Esther in Church History
- Not one commentary was written on the book of Esther in the first seven centuries of the Church
- John Calvin never preached from the book and did not write a commentary on the book
- Martin Luther renounced the book, along with other apocryphal books saying, “I am so great an enemy to the second book of the Maccabees, and to Esther, that I wish they had not come to us at all, for they have too many heathen unnaturalities.
Esther in Biblical / Historical Context
- The Jews of Judah and Jerusalem were taken into captivity in Babylon when Nebuchadnezzar sacked the city and burnt the city in 586 BC.
- God promised through Jeremiah, Isaiah and Ezekiel that they would be restored to the land (Jer. 30:3).
- Cyrus II (the Great) conquered the Babylonian empire without a battle when his army entered Babylon by wading up the Euphrates river through the city canals on Oct. 12, 539 BC.

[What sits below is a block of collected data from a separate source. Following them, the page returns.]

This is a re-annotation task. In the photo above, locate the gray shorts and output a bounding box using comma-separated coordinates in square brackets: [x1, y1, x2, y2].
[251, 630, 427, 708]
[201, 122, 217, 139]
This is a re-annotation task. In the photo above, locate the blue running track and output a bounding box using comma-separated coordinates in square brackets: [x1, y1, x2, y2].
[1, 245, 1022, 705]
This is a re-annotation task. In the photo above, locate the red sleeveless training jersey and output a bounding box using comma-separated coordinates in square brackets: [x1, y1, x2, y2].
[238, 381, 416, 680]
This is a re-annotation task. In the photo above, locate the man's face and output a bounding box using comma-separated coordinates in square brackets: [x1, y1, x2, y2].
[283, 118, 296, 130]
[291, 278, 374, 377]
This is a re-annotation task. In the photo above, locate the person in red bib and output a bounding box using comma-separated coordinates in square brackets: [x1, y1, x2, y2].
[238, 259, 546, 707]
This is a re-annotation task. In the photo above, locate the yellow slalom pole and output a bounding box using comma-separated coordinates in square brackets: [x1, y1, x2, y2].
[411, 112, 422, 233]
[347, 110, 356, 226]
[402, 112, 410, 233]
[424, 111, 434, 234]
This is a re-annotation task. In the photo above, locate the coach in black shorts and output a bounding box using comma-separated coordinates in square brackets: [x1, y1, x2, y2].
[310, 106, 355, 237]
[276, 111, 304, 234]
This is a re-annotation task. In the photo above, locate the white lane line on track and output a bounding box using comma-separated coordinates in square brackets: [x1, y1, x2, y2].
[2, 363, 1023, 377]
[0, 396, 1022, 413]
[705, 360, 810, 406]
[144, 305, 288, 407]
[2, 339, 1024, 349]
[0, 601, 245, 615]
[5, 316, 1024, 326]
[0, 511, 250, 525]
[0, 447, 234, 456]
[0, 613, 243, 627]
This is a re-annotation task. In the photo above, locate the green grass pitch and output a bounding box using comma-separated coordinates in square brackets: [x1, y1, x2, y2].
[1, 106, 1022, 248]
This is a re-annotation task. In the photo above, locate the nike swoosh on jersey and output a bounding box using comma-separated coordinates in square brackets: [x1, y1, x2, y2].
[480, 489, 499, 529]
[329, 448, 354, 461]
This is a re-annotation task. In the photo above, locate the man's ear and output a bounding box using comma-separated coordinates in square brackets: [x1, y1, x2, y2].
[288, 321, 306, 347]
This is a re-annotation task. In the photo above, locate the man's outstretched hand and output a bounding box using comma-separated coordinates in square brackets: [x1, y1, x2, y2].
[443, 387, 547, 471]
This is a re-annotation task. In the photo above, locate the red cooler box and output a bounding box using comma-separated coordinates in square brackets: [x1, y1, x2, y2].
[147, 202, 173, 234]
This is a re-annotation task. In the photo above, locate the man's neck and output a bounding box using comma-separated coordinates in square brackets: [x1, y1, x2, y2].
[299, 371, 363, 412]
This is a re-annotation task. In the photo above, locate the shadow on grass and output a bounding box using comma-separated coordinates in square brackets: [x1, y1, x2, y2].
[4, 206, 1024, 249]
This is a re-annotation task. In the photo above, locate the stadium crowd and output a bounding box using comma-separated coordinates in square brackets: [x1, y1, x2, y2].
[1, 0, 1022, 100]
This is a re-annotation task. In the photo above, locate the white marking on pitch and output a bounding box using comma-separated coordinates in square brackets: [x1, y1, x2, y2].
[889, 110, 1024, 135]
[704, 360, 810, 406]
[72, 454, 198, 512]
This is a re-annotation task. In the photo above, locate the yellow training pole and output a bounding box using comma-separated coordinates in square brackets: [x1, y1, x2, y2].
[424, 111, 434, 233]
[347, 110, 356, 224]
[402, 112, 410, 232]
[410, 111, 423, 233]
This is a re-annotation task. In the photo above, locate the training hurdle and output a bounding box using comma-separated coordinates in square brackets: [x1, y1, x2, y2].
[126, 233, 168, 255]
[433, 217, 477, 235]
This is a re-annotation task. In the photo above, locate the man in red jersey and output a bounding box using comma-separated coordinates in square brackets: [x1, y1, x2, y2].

- Cyrus was welcomed and seen as a liberator
- When Cyrus came to power, the Jews had been in exile for 47 years
- It was Cyrus who issued the decree to allow the Jews to return to Jerusalem to rebuild the city and the temple, using the resources of Persia. (Ezra 1:1-4). It’s interesting to note that this permission to return to Jerusalem had a political purpose for Cyrus, strengthening his authority in the remote parts of the empire. Cyrus also financed the return of many other people groups according to The Cyrus Cylinder from the sixth century held in the British Museum.
- Because of Cyrus’s decree, Zerubbabel and then Ezra traveled back to Jerusalem with a remnant of people to restore the temple and the city. The books of Ezra and Nehemiah tell this story.
- Most of the Jews did NOT return, but chose rather to stay in Babylon – in “captivity” – because of the relative comfort and success they enjoyed.
- The book of Esther was written some 50 years after this decree allowing the Jews to return to their homeland.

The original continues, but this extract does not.